Target capture-based enrichment

The custom-made probes (kindly provided by Dr. Gary Schroth and Dr. Stephen Gross, Illumina, San Diego, CA, USA) were designed to cover the entire HTNV tripartite genome based on the HTNV 76–118 (L segment, NC_005222; M segment, NC_005219; S segment, NC_005218) and ROKA 14-11 (L segment, KU207199; M segment, KU207203; S segment, KU207207) strains. The sequence of primers was shown in the Supplementary Data 1. Extracted RNA was fragmented at 94 °C for 10 s and each sample were enriched separately using a quarter of the reagents specified in the manufacturer’s protocol of the TruSeq RNA Access library preparation kit (Illumina). Samples were barcoded, pooled, and sequenced using the MiSeq reagent kit v2 (Illumina) on an Illumina MiSeq with a minimum of 2 × 150-bp reads.

Amplicon-based enrichment

cDNA was amplified using the primer mixture and Solg™ 2X Uh-Taq PCR Smart mix (Solgent, Daejeon, ROK) according to the manufacturer’s instruction. PCR condition and sequences of primer sets were as described previously27.

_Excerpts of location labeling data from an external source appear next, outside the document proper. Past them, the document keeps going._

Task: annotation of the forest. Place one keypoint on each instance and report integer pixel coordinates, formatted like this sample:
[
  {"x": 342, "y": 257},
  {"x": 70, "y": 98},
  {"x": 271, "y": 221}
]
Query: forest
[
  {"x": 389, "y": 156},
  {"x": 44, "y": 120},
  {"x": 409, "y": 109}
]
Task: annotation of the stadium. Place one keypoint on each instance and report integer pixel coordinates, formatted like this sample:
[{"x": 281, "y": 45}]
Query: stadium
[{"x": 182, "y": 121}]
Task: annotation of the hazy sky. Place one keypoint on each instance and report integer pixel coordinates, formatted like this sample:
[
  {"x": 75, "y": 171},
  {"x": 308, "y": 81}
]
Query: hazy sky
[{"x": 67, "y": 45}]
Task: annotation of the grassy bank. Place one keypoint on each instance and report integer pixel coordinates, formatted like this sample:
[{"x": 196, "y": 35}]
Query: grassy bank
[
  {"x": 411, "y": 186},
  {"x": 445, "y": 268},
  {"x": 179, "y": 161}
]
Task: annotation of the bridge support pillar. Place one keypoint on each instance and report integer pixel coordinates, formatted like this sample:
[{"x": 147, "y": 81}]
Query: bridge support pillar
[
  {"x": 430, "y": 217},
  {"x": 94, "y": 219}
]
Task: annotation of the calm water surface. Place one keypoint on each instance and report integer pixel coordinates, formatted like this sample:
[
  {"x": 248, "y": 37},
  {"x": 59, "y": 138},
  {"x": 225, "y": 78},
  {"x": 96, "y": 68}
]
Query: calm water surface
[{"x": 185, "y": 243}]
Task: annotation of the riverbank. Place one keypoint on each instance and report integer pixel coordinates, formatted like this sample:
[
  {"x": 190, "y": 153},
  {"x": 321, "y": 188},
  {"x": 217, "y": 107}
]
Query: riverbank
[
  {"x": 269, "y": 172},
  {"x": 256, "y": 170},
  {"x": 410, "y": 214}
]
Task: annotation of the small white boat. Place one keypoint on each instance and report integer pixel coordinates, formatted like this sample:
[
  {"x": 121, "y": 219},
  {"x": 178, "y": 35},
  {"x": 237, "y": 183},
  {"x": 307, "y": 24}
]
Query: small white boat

Library preparation for NGS

Libraries were prepared using TruSeq Nano DNA LT sample preparation kit (Illumina according to the manufacturer’s instructions. Double stranded cDNA was sheared using a M220 focused ultra-sonicator (Covaris, Woburn, MA, USA). The ds cDNA was size-selected, followed by evaluating the quality and concentration of the samples using an Agilent DNA 1000 chip kit or a high-sensitivity DNA chip kit on a bio-analyzer (Agilent Technologies, Santa Clara, CA, USA). The libraries were A-tailed, ligated with double indexes and adaptors, and enriched by PCR. The libraries were quantified using the Library Quantification Kit (KAPA Biosystems, Wilmington, MA, USA) on a Quantstudio 5 Flex Real-Time PCR System (Applied Biosystems). NGS sequencing was performed on a MiSeq benchtop sequencer (Illumina) with 2 × 150 base pairs using a MiSeq reagent kit v2 (Illumina).

NGS data analysis

Adaptor and index sequences of reads were trimmed, and low-quality sequences were filtered using CLC Genomics Workbench version 7.5.2 (CLC Bio, Cambridge, MA). The tripartite genome sequence of HTNV 76-118 was used in a reference mapping method. The read mapping to the reference genome sequence and the extraction of consensus sequences were performed. The genomic sequences of HTNV strains were deposited in GenBank (Supplementary Table 4).

Phylogenetic analysis

Multiple sequences of HTNV were aligned using MUSCLE algorithm in MEGA 6.043. The best fit substitution model was determined for HTNV L (1–6530 nt), M (1–3616 nt) and S segments (1–1696 nt), which were TN93 + G, T92 + G, and T92 + G, respectively. ML method was employed to generate the phylogenetic trees using MEGA 6.0. Topologies were assessed by bootstrap analysis of 1000 iterations.